Non-oriented electrical steel sheet and manufacturing method the same
Abstract
A non-oriented electrical steel sheet with characteristics of high permeability, high magnetic flux, and low iron loss and a manufacturing method thereof are provided. The non-oriented electrical steel sheet includes an electrical steel, wherein the electrical steel includes the following compositions of: an amount of 0.005 wt. % or less of carbon, an amount of 0.005 wt. % or less of nitrogen, an amount of 0.005 wt. % or less of sulfur, an amount of 0.05 wt. % or less of phosphorus, an amount of 1.0 to 2.5 wt. % of silicon, an amount of 0.1 to 0.8 wt. % of aluminum, an amount of 0.1 to 0.8 wt. % of manganese, an amount of 0.01 to 0.10 wt. % of antimony and the balance of iron and other unavoidable impurities, wherein the electrical steel meets the following relationship: 20≤10*silicon content+11*aluminum content+6*manganese content≤30.
Claims
exact text as granted — not AI-modifiedWhat is claimed is:
1 . A non-oriented electrical steel sheet with characteristics of high permeability, high magnetic flux, and low iron loss, comprising:
an electrical steel, wherein the electrical steel comprises the following compositions of: an amount of 0.005 wt. % or less of carbon, an amount of 0.005 wt. % or less of nitrogen, an amount of 0.005 wt. % or less of sulfur, an amount of 0.05 wt. % or less of phosphorus, an amount of 1.0 to 2.5 wt. % of silicon, an amount of 0.1 to 0.8 wt. % of aluminum, an amount of 0.1 to 0.8 wt. % of manganese, an amount of 0.01 to 0.10 wt. % of antimony and the balance of iron and other unavoidable impurities, wherein the electrical steel meets the following relationship: 20≤10*silicon content+11*aluminum content+6*manganese content≤30.

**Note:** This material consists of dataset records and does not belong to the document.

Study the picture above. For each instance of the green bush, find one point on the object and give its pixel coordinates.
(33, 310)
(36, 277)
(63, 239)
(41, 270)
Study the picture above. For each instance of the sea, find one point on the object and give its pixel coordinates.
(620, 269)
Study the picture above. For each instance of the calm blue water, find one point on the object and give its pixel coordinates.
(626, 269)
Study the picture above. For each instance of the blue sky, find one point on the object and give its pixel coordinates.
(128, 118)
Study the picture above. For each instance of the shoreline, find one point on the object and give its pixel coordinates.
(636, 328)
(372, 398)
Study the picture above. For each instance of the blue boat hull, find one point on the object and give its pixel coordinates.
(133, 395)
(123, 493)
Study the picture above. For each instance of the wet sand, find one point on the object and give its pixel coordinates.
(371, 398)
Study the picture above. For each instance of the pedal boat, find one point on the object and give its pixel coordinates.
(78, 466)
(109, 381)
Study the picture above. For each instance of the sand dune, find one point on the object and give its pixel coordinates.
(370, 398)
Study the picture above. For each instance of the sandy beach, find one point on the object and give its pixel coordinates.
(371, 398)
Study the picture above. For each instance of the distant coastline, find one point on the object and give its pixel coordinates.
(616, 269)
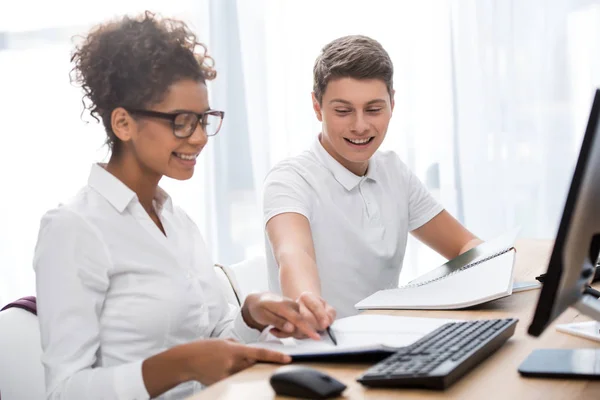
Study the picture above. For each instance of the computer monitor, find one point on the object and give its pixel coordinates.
(575, 252)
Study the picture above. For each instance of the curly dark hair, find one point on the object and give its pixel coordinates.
(354, 56)
(132, 62)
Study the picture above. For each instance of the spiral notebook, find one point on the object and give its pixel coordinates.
(477, 276)
(358, 335)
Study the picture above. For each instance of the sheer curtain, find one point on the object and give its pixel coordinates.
(492, 98)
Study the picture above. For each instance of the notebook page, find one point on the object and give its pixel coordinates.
(486, 281)
(359, 333)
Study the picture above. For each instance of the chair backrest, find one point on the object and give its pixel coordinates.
(248, 276)
(226, 286)
(21, 370)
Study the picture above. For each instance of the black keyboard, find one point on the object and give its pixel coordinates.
(439, 359)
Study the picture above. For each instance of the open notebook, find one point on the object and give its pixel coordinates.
(358, 334)
(479, 275)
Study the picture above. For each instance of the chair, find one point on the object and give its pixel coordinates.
(247, 276)
(21, 369)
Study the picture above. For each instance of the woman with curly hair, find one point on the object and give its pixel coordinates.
(128, 300)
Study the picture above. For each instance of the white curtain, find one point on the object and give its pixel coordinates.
(492, 97)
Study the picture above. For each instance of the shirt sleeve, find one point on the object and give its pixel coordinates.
(285, 190)
(232, 325)
(422, 206)
(72, 266)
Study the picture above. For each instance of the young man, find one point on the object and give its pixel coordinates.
(338, 216)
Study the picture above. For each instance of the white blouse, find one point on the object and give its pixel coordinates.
(113, 290)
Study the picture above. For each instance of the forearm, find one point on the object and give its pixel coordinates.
(165, 370)
(298, 273)
(470, 244)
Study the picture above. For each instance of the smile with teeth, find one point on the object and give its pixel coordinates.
(186, 156)
(360, 141)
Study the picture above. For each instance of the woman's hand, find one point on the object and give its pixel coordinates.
(206, 361)
(211, 360)
(263, 309)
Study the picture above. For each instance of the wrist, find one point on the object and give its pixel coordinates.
(247, 315)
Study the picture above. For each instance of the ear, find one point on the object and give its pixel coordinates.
(317, 108)
(122, 124)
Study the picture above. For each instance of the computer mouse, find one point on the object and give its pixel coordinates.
(304, 382)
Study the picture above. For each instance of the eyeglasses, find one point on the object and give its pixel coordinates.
(184, 123)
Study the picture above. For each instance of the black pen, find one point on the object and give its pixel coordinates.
(330, 333)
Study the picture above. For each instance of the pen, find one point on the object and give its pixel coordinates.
(330, 333)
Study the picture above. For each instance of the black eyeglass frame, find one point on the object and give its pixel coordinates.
(201, 117)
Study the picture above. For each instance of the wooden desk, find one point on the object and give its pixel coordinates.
(495, 378)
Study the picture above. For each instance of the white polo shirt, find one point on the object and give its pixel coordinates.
(359, 224)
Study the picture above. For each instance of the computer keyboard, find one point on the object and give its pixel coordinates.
(439, 359)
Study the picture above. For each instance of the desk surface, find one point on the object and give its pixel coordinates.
(496, 378)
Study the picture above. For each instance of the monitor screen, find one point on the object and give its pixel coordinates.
(572, 262)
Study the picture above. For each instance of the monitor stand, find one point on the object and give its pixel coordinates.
(568, 363)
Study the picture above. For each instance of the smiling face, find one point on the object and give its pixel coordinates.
(355, 114)
(150, 141)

2 . The non-oriented electrical steel sheet according to claim 1 , wherein the characteristic of the electrical steel meets the following relationship: μ 1/50 +μ 10/50 +μ 15/50 ≥1200, wherein μ 1/50 , μ 10/50 , and μ 15/50 so are the relative permeabilities at 50 Hz for 0.1 T, 1.0 T, and 1.5 T induced magnetic flux states, respectively.
3 . The non-oriented electrical steel sheet according to claim 1 , wherein the characteristic of the electrical steel meets the following relationship: B 1 +B 10 +B 50 ≥4.25 T, wherein B 1 , B 10 , and B 50 are induced magnetic flux with applied magnetic fields of 100 A/m, 1000 A/m, and 5000 A/m at 50 Hz, respectively.
4 . The non-oriented electrical steel sheet according to claim 1 , wherein the characteristic of the electrical steel meets the following relationship: W 15/50 ≤3.1 W/kg, wherein W 15/50 is the iron loss in a state of 1.5 T induced magnetic flux at 50 Hz.
5 . The non-oriented electrical steel sheet according to claim 1 , wherein the characteristic of the electrical steel after performing a stress relief annealing step at 750° C. for 2 hours meets the following relationship; μ 1/50 +μ 10/50 +μ 15/50 ≥18000, wherein μ 1/50 , μ 10/50 , and μ 15/50 are the relative permeability at 50 Hz for 0.1 T, LOT, and 1.5 T induced magnetic flux states, respectively.
6 . The non-oriented electrical steel sheet according to claim 5 , wherein the characteristic of the electrical steel after a stress relief annealing step at 750° C. for 2 hours meets the following relationship: ΔW 15,50 =(W 15,50, final product −W 15/50, after stress relief annealing )/(W 15/50, final product )≥10%.
7 . An electrical steel, comprising:
a compositions of: an amount of 0.005 wt. % or less of carbon, an amount of 0.005 wt. % or less of nitrogen, an amount of 0.005 wt. % or less of sulfur, an amount of 0.05 wt. % or less of phosphorus, an amount of 1.0 to 2.5 wt. % of silicon, an amount of 0.1 to 0.8 wt. % of aluminum, an amount of 0.1 to 0.8 wt. % of manganese, an amount of 0.01 to 0.10 wt. % of antimony and the balance of iron and other unavoidable impurities, wherein the electrical steel meets the following relationship: 20≤10*silicon content+11*aluminum content+6*manganese content≤30.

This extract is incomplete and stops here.